Imtiaz Ali on home, innocence and reuniting with soul
“Coming back home must be precious not only to me but to the people I hang with. This is a strong emotion because every progress is also a certain loss, and every achievement is also giving up on something. The desire to return to something precious is sometimes inevitably a return to your own innocence, which you feel. The person that you were back at home is not anymore. That is a wistful thought, and that is something that everybody can relate to,” said Imtiaz to
Zoom. Exactly! And Kareena Kapoor’s Geet from
Jab We Met would agree with what Imtiaz said. This Sikhni from Bhatinda gave birth to a new category of female protagonists who were unapologetically outspoken, fun and dramatic. She wore her heart on her sleeve and loved Anshuman unconditionally. Before she met him, Geet was a personality that exuded childlike innocence, madness and rawness. She was never afraid of putting herself out there and blended into the crowd while standing tall. Something changed within her when Anshuman betrayed her. Stuck between guilt and grief, she once again embraces her past self with Shahid Kapoor’s Aditya. He heals her inner child.
For Geet, home is where Aditya is and where she is loved for who she is.
How Imtiaz Ali films view 'home'
In Imtiaz Ali’s films, home isn’t necessarily a place, location or country. It can be a human, a platform or just an Indian sleeper train that makes a person feel validated, respected and recognised without demanding him or her to change for society. The journey that takes one back to the soil, land and family where one’s soul lies, that is called homecoming in Imtiaz’s dictionary.

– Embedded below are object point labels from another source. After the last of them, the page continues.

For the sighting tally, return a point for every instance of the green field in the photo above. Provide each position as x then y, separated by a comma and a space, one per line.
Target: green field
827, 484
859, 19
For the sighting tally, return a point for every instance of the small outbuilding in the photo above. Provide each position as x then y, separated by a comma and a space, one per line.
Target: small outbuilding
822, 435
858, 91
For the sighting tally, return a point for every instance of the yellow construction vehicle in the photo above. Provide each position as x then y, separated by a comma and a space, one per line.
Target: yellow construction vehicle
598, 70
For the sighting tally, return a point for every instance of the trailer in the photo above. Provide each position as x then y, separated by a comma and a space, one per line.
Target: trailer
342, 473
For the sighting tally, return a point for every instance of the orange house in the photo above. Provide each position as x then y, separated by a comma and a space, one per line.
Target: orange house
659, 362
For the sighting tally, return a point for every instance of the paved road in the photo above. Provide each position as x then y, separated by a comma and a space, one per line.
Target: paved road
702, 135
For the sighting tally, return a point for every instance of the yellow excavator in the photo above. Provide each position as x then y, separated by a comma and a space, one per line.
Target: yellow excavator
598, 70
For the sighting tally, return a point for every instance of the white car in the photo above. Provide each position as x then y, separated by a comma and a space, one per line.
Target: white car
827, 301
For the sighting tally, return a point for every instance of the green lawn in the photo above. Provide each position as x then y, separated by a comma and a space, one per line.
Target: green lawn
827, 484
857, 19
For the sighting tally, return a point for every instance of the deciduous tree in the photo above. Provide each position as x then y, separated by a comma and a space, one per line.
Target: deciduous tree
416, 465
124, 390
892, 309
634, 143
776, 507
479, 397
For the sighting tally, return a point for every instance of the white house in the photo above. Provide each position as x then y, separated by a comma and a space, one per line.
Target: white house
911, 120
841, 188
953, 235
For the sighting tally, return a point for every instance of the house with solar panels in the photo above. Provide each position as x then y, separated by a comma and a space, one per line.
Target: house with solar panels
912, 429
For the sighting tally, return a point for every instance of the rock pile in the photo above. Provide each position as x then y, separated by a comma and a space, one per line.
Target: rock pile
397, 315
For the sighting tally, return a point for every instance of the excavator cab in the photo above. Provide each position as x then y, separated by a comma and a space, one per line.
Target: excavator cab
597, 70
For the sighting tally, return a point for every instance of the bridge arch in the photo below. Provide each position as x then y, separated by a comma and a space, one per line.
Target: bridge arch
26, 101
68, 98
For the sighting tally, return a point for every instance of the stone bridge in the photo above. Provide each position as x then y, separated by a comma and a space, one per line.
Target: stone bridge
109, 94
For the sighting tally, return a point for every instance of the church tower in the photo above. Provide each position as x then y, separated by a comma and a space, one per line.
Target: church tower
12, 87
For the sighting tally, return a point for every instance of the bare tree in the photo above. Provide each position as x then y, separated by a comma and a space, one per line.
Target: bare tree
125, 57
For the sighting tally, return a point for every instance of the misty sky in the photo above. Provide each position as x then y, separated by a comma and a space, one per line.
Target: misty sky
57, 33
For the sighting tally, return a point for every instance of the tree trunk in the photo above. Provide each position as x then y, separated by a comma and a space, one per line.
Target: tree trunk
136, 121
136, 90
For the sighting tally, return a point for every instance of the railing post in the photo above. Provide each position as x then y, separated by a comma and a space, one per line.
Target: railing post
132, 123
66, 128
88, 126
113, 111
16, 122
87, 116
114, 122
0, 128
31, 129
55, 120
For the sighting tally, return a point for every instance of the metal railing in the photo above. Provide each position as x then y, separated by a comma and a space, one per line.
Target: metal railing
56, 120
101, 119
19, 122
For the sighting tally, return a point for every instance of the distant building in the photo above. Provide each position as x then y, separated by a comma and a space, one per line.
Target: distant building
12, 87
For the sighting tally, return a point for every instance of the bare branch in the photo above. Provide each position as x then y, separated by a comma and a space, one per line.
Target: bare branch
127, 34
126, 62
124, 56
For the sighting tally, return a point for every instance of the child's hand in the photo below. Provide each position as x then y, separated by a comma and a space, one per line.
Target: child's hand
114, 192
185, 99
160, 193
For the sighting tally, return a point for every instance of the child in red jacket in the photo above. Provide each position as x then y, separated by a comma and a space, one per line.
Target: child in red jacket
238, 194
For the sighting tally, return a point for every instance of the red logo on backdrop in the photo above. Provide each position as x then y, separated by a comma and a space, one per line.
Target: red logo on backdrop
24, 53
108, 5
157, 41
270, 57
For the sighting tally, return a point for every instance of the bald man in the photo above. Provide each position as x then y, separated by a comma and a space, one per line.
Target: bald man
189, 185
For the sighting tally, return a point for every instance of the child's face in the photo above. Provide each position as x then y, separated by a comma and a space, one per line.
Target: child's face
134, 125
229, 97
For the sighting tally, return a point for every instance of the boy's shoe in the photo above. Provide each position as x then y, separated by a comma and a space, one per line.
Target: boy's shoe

Main Vaapas Aaunga and the promise to return home
The same emotion flows in
Main Vaapas Aaunga. Keenu, the older self played by Naseeruddin Shah, looks for his Jiya. The desire to return home, to his ‘pind’ in current Pakistan, keeps him alive while being on his deathbed. The question is whether he will ever make it back home for one last time. This journey of returning to the land that gave him love and unconditional freedom promises to be an emotional ride. In Imtiaz’s words, this film is ‘personal’.